As with all electric vehicles, the Soul offers punchy acceleration and a quiet, relaxing drive. It's at its best around town, where the sharp steering and responsive motor make navigating traffic easy. It's comfortable too, which will have been helped by that new suspension setup.
However, the sharp steering is also the main culprit of one bugbear with the driving experience. At higher speeds, the sensitivity doesn't appear to be toned down at all, meaning you find yourself constantly fidgeting in your lane or not reducing lock enough when exiting a corner, making for a less than smooth drive.
As mentioned, it's great to see Kia isn't afraid to think outside the box and produce something that doesn't look like anything else in its range. A boxy, van-like car like this shouldn't look so 'cool', but there's no denying its youthful appeal - you can just imagine mounting a surfboard to the roof and heading to the beach.

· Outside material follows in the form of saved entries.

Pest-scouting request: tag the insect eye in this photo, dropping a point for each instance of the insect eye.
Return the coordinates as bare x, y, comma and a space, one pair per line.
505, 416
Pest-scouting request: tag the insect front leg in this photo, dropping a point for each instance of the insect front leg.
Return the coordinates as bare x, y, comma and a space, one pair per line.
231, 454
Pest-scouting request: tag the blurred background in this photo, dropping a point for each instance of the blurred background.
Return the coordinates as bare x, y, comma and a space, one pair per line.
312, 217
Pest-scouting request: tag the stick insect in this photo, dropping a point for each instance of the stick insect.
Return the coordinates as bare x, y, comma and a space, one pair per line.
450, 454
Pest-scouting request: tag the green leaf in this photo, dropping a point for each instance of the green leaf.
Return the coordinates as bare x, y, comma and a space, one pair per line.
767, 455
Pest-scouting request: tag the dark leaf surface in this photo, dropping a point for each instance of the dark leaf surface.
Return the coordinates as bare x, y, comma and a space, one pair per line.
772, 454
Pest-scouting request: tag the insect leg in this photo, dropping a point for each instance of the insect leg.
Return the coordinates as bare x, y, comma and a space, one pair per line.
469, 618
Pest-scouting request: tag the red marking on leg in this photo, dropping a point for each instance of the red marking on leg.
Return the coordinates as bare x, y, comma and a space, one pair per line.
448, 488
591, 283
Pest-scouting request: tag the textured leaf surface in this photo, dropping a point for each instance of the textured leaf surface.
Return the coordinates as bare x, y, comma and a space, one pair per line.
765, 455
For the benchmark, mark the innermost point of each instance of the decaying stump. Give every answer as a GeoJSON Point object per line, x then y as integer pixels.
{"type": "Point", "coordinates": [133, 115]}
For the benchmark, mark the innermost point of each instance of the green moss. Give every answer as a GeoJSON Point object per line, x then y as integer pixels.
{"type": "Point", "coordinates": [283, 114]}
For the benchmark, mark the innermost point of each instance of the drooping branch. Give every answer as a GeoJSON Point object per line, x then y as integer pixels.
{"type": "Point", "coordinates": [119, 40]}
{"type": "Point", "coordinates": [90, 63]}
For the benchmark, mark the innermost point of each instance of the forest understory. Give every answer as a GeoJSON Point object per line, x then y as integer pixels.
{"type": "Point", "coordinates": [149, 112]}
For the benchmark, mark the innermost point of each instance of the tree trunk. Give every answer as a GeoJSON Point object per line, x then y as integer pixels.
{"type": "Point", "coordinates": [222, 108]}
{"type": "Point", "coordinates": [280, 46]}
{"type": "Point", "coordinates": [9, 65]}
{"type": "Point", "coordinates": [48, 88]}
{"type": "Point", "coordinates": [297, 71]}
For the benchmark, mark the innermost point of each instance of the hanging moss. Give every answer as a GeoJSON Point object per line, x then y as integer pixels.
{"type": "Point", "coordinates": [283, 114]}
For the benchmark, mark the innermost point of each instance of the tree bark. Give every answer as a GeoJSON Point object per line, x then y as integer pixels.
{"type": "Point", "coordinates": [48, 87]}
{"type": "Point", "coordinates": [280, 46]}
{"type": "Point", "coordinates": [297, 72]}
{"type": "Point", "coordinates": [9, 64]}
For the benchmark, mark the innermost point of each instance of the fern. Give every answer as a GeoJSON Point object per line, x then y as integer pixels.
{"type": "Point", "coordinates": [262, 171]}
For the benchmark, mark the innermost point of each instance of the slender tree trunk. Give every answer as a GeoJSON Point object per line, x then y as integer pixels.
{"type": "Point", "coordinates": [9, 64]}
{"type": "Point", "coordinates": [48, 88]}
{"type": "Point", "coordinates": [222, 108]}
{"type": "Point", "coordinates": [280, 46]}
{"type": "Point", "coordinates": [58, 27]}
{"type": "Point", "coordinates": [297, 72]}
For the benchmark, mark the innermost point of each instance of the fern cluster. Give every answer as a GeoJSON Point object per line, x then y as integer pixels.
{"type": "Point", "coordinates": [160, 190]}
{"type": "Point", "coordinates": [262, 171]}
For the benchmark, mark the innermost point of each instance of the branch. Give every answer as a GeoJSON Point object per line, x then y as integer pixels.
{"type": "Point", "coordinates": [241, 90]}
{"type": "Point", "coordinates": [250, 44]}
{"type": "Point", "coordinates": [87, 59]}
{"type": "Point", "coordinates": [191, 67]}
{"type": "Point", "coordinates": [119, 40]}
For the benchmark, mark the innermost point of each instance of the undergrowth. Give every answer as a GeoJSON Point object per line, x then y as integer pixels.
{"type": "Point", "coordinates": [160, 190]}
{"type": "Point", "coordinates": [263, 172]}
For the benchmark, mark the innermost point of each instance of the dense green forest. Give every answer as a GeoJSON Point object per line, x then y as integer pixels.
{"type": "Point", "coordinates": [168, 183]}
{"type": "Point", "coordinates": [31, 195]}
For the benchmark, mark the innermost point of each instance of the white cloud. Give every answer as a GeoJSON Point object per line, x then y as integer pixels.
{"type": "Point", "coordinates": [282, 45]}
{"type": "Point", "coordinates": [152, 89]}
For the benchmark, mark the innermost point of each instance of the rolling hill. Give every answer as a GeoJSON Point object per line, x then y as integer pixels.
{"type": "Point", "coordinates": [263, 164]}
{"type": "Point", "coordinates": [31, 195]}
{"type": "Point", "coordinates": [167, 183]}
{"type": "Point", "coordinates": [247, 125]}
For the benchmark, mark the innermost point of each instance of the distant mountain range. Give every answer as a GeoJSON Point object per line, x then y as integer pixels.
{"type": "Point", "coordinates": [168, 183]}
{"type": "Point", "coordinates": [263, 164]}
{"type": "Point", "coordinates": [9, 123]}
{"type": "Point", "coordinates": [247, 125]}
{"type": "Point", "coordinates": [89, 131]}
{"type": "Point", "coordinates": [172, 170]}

The refreshed front end, which houses LED headlights as standard within the narrow bar beneath the bonnet, is sleek and imposing, while the claw-like rear lights give the boot a cute, rounded look that hides the size of the car well. The side angle is perhaps its weakest point, with the awkward rear window section swooping upwards and leaving a featureless block of metal, but overall it looks great.
Kia has stepped up in recent years and now makes some of the best interiors at its price point. That's true of the Soul, which has plenty of soft-touch materials throughout, and design-wise continues the curved theme of the outside. It's not quite as funky and fresh inside as it is outside, but there's no denying it's a spacious, comfortable cabin that feels as if it's worth every penny.
The driving position is spot on. No matter how short or tall you might be, the pedals are positioned a good distance from the seat, so you can get comfortable with a high driving position that gives a good view of the road ahead. Rear passengers are well catered for too, with decent leg and headroom, but the boot is quite small at 315 litres.
At the start of this review, we asked whether the Soul's undeniably funky styling that will appeal to younger buyers was backed up by substance that would make it a great ownership experience. The answer is that yes - much like most of the Kia range, the Soul is great to drive, practical and well built.
Despite some grumbles about the steering, something owners would likely adapt to quickly, there's little to complain about. Those who regularly do big shops might find the boot cramped, but otherwise this is a spacious, characterful car that won't cost the Earth to run.